The names of files start getting very long so sometimes it is useful to rename files to shorten and simplify them:
mv readset_R1_val_1_prinseq_good_yW3o.fastq readset_clean_R1.fq mv readset_R2_val_2_prinseq_good_BkEF.fastq readset_clean_R2.fq
Now that you have good quality reads, you can prepare the reference files for indexing with BWA. At this stage, you might want to check that the names of your sequences in the fasta reference file make sense, as this will be the name given to your consensus sequences later. Creating an index/database of your reference (this speeds up the mapping).
bwa index -a is ref.fa
Paired-end reads are aligned separately and then combined:
bwa aln ref readset_clean_R1.fq > readset_R1.sai bwa aln ref readset_clean_R2.fq > readset_R2.sai
Then you need to combine the information from the two files:
bwa sampe ref readset_R1.sai readset_R2.sai readset_clean_R1.fq readset_clean_R2.fq > readset_ref_bwa.sam
samtools view -S readset_ref_bwa.sam -b -o readset_ref_bwa.bam
or to remove unmapped reads at this stage
samtools view -F 4 -Sbh readset_ref_bwa.sam > readset_ref_bwa.bam
samtools sort readset_ref_bwa.bam readset_ref_bwa samtools index readset_ref_bwa.bam
bam2fastq --no-aligned --force --strict -o readset_ref_unmapped#.fq readset_ref_bwa.bam
Create the consensus. BEWARE samtools has changed a lot and these commands no longer work. The "bcftools call" command that replaces it produces unexpected results.

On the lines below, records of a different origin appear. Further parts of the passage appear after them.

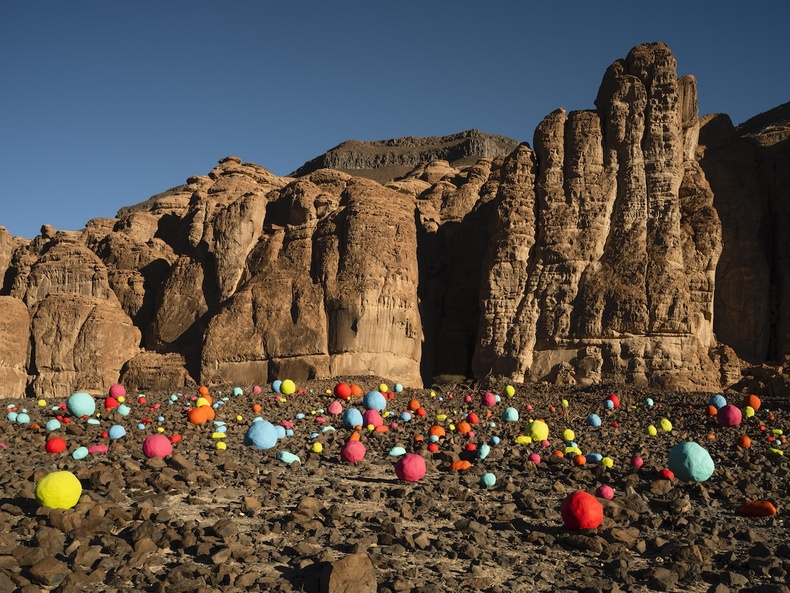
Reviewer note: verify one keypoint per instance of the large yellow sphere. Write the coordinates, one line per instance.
(58, 490)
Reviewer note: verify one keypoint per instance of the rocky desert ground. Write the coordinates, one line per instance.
(240, 519)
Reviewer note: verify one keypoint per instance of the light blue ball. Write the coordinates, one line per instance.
(116, 431)
(375, 400)
(717, 401)
(352, 417)
(510, 415)
(690, 462)
(80, 453)
(488, 480)
(594, 420)
(81, 404)
(261, 435)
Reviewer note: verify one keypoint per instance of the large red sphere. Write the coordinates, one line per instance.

samtools mpileup -uf ref.fa readset_ref_bwa.bam | bcftools view -cg - | vcfutils.pl vcf2fq > readset_ref_bwa_cons.fq
Increase sensitivity of samtools using -E especially when you have multiple nucleotide polymorphisms, for example if you have virus intra-host diversity
samtools mpileup -E -uf ref.fa readset_ref_bwa.bam | bcftools view -cg - | vcfutils.pl vcf2fq > readset_ref_bwa_E_cons.fq
Convert the fastq format to fasta using seqret from emboss
seqret -osformat fasta readset_ref_bwa_E_cons.fq -out2 readset_ref_bwa_E_cons.fa
Stampy is another alignment tool which allows variation (particularly insertion/deletions) and thus can be used if you do not have a closely related reference. Create stampy reference and index:
stampy -G ref ref.fa
stampy -g ref -H ref
Stampy does mapping of paired-end reads together and you can set the divergence for mapping to a foreign reference with --substitutionrate option (default 0.001):
stampy -g ref -h ref -M readset_clean_R1.fq,readset_clean_R2.fq -o readset_stampy.sam -f sam --substitutionrate=0.05
Create bam file and consensus as before:
samtools view -S readset_stampy.sam -b -o readset_stampy.bam
samtools sort readset_stampy.bam readset_stampy
samtools index readset_stampy.bam
bam2fastq --no-aligned --force --strict -o readset_stampy_unmapped#.fq readset_stampy.bam
Be careful with the following commands as samtools and bcftools has changed a lot since I wrote this tutorial:
samtools mpileup -E -uf ref.fa readset_stampy.bam | bcftools view -cg - | vcfutils.pl vcf2fq > readset_ref_stampy_E_cons.fq
seqret -osformat fasta readset_ref_stampy_E_cons.fq -out2 readset_ref_stampy_E_cons.fa
Once my students are familiar with using these command lines, I start teaching them how to put the commands together in a bash script to create an automated pipeline. Examples of these will come in a later tutorial.